Editorial, The Ottawa Citizen - Wednesday, August 09, 2006

Everybody knew the water quality at Petrie Island was poor. Ottawa’s council knew it, yet it created a public swimming area there that opened last year.

Lo and behold, the beach was closed more often than it was open in July. This summer, it has been open much less frequently than the city’s three other beaches.

The problem is E. coli bacteria, which can cause dangerous infections and can indicate other problems in the water. The city tests daily water samples from urban beaches. Petrie Island’s water is usually over the safe limit. Occasionally, its E. coli count is several times the safe limit.

The city has already spent about $2 million developing the beach. That money hasn’t been a total waste: people can swim at Petrie Island on safe-water days, and it’s a nice place to pass an afternoon even if the swimming area isn’t open.

The city should continue to look for the causes of the contamination. It may be that one or two simple, inexpensive measures could improve the water quality enough to keep the beach open on more days. Gull wires seemed to have worked wonders at Britannia Beach, which has been open all summer.

But pristine water may be an unreasonable expectation at Petrie Island. It is downstream from a city, its waste water treatment centre and near the site of an old dump. Ottawa’s sewer system could be contributing to the problem. So could waste from pets and other animals washed into the river with every rainfall.

Any discussion about Petrie Island is complicated by the long debate over the location of a new interprovincial bridge. People who oppose a bridge on the island might be hoping that the more money the city sinks into a recreational area there, the less likely a bridge will be built. Regardless of whether that’s true, the taxpayers of Ottawa are not being well served by expensive new projects that serve only political aims.

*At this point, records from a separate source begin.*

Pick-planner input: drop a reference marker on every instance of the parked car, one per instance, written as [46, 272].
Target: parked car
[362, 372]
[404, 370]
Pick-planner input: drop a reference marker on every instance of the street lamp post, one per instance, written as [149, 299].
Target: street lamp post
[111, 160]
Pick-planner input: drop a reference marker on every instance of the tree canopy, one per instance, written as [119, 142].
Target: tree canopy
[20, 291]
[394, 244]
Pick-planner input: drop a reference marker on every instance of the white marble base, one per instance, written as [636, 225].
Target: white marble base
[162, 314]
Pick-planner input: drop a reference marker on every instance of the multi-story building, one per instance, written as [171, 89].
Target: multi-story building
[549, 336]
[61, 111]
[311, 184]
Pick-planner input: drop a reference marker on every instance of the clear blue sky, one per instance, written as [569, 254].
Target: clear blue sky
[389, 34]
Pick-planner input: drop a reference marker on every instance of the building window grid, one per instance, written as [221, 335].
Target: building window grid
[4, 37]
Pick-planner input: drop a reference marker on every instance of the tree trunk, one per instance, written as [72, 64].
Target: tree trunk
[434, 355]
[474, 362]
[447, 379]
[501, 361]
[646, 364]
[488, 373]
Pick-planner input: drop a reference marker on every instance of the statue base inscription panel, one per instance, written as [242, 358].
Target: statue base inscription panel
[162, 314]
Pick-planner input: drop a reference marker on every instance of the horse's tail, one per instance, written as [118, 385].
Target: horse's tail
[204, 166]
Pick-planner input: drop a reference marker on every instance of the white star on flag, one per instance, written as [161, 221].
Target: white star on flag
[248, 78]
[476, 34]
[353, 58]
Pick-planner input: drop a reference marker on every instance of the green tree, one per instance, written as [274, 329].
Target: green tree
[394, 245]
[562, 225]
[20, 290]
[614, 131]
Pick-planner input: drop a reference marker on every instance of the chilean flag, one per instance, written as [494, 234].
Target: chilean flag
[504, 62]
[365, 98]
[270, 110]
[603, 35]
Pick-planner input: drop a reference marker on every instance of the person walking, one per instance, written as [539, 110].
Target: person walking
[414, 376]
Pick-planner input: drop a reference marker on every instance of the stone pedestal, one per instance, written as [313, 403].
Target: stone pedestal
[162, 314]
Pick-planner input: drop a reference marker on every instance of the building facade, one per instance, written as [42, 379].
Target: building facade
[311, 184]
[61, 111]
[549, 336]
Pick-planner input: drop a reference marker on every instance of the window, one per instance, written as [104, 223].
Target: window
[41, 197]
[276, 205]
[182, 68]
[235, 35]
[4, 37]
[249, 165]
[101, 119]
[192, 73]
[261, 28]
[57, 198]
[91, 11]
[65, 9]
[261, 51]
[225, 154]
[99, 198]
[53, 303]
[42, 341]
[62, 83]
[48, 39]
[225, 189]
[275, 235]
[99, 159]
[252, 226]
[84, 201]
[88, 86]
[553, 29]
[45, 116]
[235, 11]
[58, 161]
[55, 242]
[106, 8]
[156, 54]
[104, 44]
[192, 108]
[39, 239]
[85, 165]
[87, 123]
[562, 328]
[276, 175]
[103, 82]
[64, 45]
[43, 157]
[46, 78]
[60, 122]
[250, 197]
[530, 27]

It would be great if the beach at Petrie Island were open most summer days, but that’s not worth millions more in public spending. If staff decides a major, expensive project is the only way to clean up the water, councillors should reject it.

Even the city’s cleanest beaches, on their cleanest days, have some E. coli in their water. The pollution of Ottawa’s waterways won’t stop until the city’s residents get smarter about waste, from pet feces to diapers. It won’t stop until the city has the money to invest in new water and sewage infrastructure that is a step above that which is in place now.

Municipalities have complained they have an infrastructure shortage. That infrastructure includes sanitary sewage pipes and storm sewers. Better infrastructure means cleaner water.

In the meantime, Ottawans might have to get used to the fact that urban beaches are unreliable places to swim. A neighbourhood pool might not be as fun, but if the alternative is exposure to an unsafe level of E. coli, the right choice for parents is clear.